C++ compiler avoids "multiple definition of …" linking error by marking instantiated template functions and template class members with symbol type W. The same is true for inline functions, when they are not actually inlined but instantiated. Linker retains only single version of each weak symbol and uses it everywhere when it is referenced. Thus, whether optimization mode is -O0 or -O3, linker succeeds without any errors. No static or extern is required.
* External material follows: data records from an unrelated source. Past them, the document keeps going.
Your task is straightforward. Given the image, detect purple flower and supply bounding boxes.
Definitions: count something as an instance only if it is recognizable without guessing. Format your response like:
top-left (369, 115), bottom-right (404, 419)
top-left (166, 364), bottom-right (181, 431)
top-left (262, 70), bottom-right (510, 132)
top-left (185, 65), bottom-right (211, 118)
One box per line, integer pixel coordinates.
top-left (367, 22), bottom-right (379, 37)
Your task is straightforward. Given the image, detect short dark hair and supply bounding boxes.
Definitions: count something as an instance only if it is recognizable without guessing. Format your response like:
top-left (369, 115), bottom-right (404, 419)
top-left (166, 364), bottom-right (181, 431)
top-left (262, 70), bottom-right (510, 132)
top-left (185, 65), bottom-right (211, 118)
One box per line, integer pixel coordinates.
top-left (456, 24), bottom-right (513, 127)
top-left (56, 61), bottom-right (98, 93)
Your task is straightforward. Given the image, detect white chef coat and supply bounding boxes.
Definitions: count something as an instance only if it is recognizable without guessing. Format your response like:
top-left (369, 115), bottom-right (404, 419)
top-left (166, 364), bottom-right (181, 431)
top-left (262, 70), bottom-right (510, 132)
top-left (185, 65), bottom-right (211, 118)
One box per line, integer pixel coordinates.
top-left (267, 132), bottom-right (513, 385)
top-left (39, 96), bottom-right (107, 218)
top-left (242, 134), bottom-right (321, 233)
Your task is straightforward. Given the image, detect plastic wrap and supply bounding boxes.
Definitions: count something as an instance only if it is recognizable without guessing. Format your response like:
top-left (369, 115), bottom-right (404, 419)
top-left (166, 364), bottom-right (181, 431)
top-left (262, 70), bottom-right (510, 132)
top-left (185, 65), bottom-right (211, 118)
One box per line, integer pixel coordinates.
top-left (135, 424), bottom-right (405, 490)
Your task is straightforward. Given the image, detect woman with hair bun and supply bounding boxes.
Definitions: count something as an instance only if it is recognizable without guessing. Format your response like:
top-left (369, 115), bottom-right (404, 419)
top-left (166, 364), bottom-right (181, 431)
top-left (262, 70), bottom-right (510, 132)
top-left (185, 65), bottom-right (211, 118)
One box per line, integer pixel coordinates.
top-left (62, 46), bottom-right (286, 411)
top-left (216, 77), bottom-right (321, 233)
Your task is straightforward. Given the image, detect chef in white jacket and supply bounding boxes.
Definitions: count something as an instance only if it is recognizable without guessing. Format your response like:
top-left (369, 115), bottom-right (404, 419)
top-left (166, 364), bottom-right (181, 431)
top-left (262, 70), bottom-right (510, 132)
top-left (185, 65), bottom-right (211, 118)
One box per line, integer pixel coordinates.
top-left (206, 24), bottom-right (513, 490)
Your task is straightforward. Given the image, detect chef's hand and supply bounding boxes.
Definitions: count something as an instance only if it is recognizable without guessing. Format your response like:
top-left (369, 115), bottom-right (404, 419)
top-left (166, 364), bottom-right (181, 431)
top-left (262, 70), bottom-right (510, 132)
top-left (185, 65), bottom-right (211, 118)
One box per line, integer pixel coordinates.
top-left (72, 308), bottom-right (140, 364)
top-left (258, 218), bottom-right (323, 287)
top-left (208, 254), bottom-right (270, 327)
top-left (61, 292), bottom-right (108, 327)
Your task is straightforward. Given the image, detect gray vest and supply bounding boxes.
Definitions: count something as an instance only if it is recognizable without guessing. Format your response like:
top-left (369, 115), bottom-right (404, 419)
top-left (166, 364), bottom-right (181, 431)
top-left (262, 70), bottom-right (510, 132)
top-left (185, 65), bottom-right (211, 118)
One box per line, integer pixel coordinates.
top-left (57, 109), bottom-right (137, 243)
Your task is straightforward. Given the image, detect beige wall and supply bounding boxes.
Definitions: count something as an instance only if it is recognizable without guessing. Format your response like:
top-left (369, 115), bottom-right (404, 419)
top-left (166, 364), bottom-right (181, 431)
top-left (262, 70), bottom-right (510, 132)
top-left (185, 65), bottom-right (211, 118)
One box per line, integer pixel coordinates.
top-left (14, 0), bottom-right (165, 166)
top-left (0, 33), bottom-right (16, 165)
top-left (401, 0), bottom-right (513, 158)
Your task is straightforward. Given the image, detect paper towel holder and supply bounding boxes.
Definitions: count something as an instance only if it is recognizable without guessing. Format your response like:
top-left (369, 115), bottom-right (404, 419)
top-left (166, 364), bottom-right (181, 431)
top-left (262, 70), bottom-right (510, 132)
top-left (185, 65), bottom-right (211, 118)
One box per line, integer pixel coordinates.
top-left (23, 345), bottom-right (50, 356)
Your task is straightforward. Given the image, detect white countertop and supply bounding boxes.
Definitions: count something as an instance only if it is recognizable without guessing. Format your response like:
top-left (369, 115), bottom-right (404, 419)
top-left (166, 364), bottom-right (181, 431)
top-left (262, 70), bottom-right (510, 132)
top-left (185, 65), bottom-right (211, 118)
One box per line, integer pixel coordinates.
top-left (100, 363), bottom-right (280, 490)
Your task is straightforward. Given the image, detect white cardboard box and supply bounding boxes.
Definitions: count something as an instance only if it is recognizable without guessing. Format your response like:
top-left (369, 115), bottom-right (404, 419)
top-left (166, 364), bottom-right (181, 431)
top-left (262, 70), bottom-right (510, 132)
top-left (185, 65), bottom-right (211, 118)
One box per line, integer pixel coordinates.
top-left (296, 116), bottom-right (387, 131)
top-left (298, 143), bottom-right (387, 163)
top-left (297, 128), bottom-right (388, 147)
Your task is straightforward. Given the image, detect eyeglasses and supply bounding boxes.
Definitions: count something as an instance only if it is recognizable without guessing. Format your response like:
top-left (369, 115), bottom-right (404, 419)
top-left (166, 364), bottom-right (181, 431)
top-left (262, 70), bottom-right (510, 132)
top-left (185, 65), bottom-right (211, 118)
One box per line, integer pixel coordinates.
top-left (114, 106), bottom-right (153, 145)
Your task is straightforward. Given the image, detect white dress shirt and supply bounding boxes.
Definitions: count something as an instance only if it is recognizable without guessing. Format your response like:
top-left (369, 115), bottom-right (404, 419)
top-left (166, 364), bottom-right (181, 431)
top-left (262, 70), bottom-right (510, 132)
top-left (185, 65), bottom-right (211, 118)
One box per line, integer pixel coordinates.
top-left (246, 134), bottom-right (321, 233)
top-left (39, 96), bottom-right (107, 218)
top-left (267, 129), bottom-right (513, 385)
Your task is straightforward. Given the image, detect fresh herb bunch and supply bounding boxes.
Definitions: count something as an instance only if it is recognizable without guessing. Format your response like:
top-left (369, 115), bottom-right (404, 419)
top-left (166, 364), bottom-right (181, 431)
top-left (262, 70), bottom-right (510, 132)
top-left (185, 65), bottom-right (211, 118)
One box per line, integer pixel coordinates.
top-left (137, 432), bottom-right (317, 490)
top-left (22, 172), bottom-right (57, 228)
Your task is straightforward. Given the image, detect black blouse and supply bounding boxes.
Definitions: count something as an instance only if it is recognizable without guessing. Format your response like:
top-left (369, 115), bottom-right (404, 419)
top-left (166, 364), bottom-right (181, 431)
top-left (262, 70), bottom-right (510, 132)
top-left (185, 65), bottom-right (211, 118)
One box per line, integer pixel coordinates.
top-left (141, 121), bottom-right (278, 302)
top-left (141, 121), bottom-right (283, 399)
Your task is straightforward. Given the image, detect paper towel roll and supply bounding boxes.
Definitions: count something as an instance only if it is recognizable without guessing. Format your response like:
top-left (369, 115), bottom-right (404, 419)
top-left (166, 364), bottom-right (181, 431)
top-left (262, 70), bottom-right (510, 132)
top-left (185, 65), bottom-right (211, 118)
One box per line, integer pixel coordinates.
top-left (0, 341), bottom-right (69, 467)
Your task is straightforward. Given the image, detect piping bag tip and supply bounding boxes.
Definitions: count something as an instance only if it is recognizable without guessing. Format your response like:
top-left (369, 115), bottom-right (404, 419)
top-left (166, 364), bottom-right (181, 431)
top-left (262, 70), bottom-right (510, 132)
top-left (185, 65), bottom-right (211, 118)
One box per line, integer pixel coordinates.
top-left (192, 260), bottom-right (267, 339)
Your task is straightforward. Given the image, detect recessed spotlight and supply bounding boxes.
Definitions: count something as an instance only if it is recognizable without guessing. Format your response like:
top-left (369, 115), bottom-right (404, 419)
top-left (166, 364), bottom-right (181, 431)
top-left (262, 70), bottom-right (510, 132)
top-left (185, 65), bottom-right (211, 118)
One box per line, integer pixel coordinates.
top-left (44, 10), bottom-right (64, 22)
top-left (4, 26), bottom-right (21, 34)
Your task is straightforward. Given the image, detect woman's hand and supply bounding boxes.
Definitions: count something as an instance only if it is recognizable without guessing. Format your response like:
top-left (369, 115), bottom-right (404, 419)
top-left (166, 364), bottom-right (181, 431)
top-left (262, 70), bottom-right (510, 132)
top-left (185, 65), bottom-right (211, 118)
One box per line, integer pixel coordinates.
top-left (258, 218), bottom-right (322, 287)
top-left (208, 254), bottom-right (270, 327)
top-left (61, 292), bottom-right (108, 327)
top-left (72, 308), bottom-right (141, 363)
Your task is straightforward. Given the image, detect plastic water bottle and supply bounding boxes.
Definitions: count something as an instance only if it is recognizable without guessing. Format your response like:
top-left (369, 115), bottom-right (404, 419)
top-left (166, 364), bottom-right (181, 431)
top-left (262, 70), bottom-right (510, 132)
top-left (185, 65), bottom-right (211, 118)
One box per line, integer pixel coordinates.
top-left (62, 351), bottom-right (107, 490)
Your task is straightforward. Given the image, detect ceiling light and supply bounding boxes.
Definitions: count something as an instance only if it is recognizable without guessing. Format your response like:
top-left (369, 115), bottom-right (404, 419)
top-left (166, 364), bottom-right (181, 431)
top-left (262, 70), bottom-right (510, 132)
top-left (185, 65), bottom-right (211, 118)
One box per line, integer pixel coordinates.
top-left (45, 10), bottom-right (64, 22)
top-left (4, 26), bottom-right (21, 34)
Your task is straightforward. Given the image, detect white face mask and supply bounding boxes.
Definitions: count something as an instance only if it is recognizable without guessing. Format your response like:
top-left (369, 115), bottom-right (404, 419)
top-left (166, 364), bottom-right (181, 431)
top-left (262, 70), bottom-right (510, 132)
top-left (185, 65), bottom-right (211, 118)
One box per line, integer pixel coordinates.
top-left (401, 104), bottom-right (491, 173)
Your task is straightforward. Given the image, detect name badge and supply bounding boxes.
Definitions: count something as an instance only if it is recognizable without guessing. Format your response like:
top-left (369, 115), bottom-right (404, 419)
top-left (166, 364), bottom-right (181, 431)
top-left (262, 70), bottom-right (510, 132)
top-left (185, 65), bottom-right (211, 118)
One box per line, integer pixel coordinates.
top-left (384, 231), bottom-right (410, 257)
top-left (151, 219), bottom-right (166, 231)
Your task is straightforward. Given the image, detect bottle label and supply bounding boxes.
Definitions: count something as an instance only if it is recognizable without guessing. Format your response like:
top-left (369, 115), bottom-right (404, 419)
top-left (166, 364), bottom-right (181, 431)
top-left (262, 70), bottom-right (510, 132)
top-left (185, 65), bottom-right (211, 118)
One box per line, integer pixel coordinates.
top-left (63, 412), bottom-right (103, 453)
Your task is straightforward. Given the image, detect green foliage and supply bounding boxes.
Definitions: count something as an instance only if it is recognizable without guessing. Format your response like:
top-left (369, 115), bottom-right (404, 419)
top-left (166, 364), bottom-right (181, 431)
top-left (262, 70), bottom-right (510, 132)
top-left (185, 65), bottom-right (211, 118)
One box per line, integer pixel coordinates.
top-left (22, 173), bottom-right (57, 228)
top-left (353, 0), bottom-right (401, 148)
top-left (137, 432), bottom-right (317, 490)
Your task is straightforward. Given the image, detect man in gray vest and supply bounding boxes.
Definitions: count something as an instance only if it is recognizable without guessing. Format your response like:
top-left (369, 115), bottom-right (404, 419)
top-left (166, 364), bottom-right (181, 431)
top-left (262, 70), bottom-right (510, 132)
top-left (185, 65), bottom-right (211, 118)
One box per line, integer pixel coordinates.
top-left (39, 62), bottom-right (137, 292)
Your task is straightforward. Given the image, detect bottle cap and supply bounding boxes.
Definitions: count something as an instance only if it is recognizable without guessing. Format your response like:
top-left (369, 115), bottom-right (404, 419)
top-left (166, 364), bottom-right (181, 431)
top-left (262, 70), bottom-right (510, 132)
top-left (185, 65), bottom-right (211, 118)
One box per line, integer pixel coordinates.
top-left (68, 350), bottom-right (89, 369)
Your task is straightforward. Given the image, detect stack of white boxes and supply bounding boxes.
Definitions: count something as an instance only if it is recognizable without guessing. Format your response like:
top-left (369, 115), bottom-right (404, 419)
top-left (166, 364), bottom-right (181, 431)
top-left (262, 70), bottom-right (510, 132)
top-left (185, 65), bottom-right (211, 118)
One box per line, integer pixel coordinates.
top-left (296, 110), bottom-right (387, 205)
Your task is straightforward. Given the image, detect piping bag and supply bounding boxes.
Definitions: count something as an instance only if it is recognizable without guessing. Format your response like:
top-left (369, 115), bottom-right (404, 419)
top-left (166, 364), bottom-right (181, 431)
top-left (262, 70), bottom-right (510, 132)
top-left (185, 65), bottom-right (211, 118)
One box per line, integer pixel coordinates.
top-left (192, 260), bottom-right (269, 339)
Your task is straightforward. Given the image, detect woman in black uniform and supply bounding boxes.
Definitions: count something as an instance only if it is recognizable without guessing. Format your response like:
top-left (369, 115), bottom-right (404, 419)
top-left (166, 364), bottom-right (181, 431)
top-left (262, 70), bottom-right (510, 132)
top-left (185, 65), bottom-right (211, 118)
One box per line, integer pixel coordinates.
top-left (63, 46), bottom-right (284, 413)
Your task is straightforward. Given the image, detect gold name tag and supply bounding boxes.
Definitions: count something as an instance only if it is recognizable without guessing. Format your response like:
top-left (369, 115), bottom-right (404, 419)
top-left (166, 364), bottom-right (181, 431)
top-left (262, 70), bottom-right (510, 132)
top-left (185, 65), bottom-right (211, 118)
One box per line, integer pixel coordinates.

Wrong function body is used

At this point it should appear that C++ approach is more robust compared to C. Alas, weak symbols may create more subtle errors. It is relatively easy to create identically named but differently implemented inline functions, template functions or template classes in different translation units. All of them will be instantiated with W symbol type, and linker will erroneously retain only single version, which will be used everywhere. It won’t check that their bodies are different. Consider this example that seems harmless at first glance:

 1
 2
 3
 4
 5
 6
 7
 8
 9
10
11
12
13
14
15
16
17
18
19
20
21
22
23 // source1.cc
#include <iostream>
inline double constant() { return 3.14159; }
void print_pi() {
  std::cout << constant() << std::endl;
}

// source2.cc
#include <iostream>
inline double constant() { return 2.71828; }
void print_e() {
  std::cout << constant() << std::endl;
}

// main.cc
void print_e();
void print_pi();

int main() {
  print_e();
  print_pi();
  return 0;
}

After compiling with -O0, both source1.o and source2.o object files will contain symbol for function constant() with type W, but with different implementations. Linker will retain only one of these versions and generate a call to this version from both print_e() and print_pi() functions. Which function will be eliminated and which one will be preserved is undefined, but at least if using GNU linker it appears that the order of object files on the command line matters. In both cases the program works incorrectly:

$ g++ source1.cc -c -O0
$ g++ source2.cc -c -O0
$ g++ main.cc -c -O0
$
$ g++ main.o source1.o source2.o -o main
$ ./main
3.14159
3.14159
$
$ g++ main.o source2.o source1.o -o main
$ ./main
2.71828
2.71828

It is not very hard to stumble upon such error in large projects. Multiple programmers can easily create differently implemented inline functions with the same common name and argument types, such as inline int64_t current_time() or inline void escape(std::string* s). Unit tests for every single component will work fine, but when all components are linked together into single executable, program will demonstrate unexpected behavior. And good luck with debugging it!

The correct solution is to never litter global namespace. There are multiple ways to achieve it. One way is to use C approach and declare functions as static, but C++ provides more elegant way of isolation: named and anonymous namespaces. Using any of these three approaches fixes the error.

 1
 2
 3
 4
 5
 6
 7
 8
 9
10
11
12 // static
inline static double constant() { return 2.71828; }

// named namespace
namespace source1_private_ns {
  inline double constant() { return 2.71828; }
}

// anonymous namespace
namespace {
  inline double constant() { return 2.71828; }
}

Using static will produce local (t) symbols instead of weak symbols (W). Using named namespace will incorporate namespace into symbol name, so that identically named functions will get differently named symbols. The same thing will happen if anonymous namespace is used, with added benefit that you do not need to choose a name for namespace yourself.